- J. R. Williams and his horse Lizard
- Born: 30 March 1888 Nova Scotia, Canada
- Died: 17 June 1957 (aged 69) Pasadena, California
- Area(s): Cartoonist
- Notable works: Out Our Way

= J. R. Williams =

Canadian cartoonist

James Robert Williams (March 30, 1888 – June 17, 1957) was a Canadian cartoonist who signed his work J. R. Williams. He was best known for his long-run daily syndicated panel Out Our Way. As noted by Coulton Waugh in his 1947 book The Comics, anecdotal evidence indicated that more Williams' cartoons were clipped and saved than were other newspaper comics. A newspaper promotion of 1930 compared him to poets Eugene Field and James Whitcomb Riley.

==Early life==
Williams was born in Nova Scotia, Canada. When he was young, his family moved to Detroit, and he was 15 when he dropped out of school to work as an apprentice machinist in Ohio, soon relocating to Arkansas and Oklahoma, where he drifted about, sometimes working on ranches during a six-year period. He spent three years in the U.S. Cavalry.

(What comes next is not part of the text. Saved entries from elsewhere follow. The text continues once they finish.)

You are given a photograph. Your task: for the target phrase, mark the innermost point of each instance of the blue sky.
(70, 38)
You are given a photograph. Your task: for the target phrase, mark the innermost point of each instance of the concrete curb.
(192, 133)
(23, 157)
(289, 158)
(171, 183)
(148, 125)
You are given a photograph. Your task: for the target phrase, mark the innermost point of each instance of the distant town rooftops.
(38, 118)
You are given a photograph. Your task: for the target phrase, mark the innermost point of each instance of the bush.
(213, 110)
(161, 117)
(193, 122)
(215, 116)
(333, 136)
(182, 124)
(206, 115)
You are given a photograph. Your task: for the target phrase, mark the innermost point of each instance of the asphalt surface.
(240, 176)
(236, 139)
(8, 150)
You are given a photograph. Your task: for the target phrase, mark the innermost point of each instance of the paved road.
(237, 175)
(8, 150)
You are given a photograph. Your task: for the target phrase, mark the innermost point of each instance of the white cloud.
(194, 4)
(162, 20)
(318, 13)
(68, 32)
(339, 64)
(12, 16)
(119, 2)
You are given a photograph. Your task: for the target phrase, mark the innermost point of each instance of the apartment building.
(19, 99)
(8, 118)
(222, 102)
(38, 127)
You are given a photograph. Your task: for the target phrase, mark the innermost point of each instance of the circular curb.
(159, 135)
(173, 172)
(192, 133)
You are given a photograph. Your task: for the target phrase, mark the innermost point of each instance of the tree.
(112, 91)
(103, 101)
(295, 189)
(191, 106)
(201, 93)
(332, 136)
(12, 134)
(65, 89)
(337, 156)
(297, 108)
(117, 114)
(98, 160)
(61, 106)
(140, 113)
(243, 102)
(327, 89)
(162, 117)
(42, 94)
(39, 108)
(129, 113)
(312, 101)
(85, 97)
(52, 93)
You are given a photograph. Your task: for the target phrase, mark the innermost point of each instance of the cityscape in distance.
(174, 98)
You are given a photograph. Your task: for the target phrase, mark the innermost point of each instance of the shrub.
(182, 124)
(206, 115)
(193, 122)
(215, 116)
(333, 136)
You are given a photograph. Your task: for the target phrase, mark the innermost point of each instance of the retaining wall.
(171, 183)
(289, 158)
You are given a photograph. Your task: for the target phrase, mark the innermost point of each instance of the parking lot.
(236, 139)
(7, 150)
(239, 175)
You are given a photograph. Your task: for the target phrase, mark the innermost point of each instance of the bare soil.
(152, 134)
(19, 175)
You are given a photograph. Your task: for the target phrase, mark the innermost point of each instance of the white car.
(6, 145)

Returning to Ohio, he married Lida Keith and settled into a steady job with a crane manufacturing firm, where he drew covers for the company's catalog. During his spare time, he created cartoons depicting ranch life and machine shop workers. He started submitting his work to newspaper syndicates, eventually receiving an offer from Newspaper Enterprise Association.

==Out Our Way begins==
Out Our Way first appeared in newspapers on March 20, 1922. The single-panel series introduced a variety of characters, including the cowboy Curly and ranch bookkeeper Wes, and soon led to a Sunday strip, Out Our Way with the Willets. His assistants on the strip were George Scarbo and Neg Cochran.

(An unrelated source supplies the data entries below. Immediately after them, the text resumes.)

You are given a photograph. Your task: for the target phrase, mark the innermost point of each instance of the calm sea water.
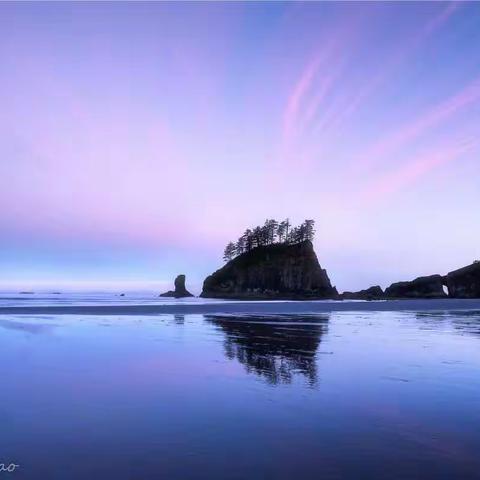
(336, 396)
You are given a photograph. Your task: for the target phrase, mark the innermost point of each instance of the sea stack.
(278, 271)
(180, 290)
(422, 287)
(372, 293)
(464, 282)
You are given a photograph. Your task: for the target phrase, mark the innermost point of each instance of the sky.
(137, 139)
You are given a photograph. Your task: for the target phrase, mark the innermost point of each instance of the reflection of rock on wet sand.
(273, 347)
(464, 322)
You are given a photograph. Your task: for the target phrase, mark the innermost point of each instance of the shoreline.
(277, 307)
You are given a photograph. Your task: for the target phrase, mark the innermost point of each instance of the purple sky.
(137, 139)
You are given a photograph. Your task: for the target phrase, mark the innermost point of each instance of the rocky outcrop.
(372, 293)
(180, 290)
(421, 287)
(278, 271)
(464, 282)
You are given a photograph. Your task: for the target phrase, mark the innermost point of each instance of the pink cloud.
(418, 167)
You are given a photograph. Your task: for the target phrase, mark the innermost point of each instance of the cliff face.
(464, 282)
(277, 271)
(421, 287)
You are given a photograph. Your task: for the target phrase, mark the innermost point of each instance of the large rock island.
(276, 271)
(464, 282)
(422, 287)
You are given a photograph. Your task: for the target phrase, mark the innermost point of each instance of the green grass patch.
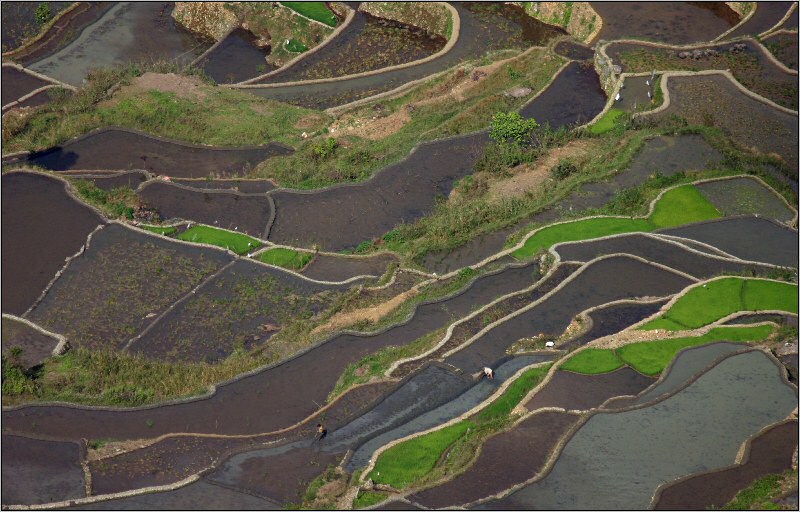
(368, 498)
(317, 11)
(236, 242)
(592, 361)
(165, 230)
(607, 122)
(678, 206)
(286, 258)
(512, 396)
(652, 357)
(765, 295)
(682, 205)
(759, 494)
(405, 463)
(719, 298)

Williams used Out Our Way as an umbrella title for several alternating series. These had recurring characters, such as Bull of the Woods about the boss of a machine shop and the small town family life in Why Mothers Get Gray. Don Markstein, in describing Williams' settings and themes, lists the other series subtitles:

Frequently-used settings reflected Williams's experiences before he became a cartoonist, and included factory floors, mechanic shops, and cattle ranches — in fact, cowboys and other ranch denizens appeared so frequently, it could almost have edged Little Joe out as comics' first successful western, if other settings hadn't been prominent as well. Family life and the adventures of small town boys were also common themes. Williams often used multiple large word balloons when the situation called for it, but if the picture stood on its own, didn't mind getting the words out of the way and using only a single short caption. He often re-used the same captions, such as Born Thirty Years Too Soon, Heroes Are Made, Not Born, Bull of the Woods and Why Mothers Get Gray. The Worry Wart was frequently used as a caption for panels starring a boy of about eight. Wart was one of several recurring characters, but the daily didn't have a regular star.

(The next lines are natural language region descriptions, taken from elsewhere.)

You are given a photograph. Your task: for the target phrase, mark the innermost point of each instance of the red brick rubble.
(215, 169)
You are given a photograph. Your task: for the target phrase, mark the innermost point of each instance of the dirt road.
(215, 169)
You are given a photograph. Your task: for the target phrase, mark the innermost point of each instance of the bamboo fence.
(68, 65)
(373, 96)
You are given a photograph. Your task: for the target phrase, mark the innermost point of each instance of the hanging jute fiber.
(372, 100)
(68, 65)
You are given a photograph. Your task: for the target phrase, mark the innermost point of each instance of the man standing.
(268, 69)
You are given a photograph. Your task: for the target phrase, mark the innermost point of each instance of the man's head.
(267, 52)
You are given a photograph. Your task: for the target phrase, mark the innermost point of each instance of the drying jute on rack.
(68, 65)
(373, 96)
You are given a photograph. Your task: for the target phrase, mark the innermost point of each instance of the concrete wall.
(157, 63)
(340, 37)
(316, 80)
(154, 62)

With 40 million readers by 1930, Williams was so successful that he bought his own ranch in Prescott, Arizona, where he rode about on his horse Lizard. He later moved to Pasadena, California. His cartoons and strips continued through the next two decades, appearing in more than 700 newspapers at their peak. They were collected in several books, and some were reprinted in Popular Comics. In 1956, the Worry Wart starred in a single issue of his own comic book, a Dell Four-Color titled Out Our Way with the Worry Wart. The following year, Williams died at age 69.

Out Our Way was continued by Neg Cochran, Paul Gringle, Ed Sullivan and others until 1977.

Publisher Leonard G. Lee of Canada's Algrove Publishing has reprinted Williams' work in more than a dozen volumes of their Classic Reprint Series. In addition to Out Our Way Sampler: 20s, 30s & 40s (2005), their catalog includes U.S. Cavalry Cartoons, The Bull of the Woods (six volumes) and Classic Cowboy Cartoons (four volumes).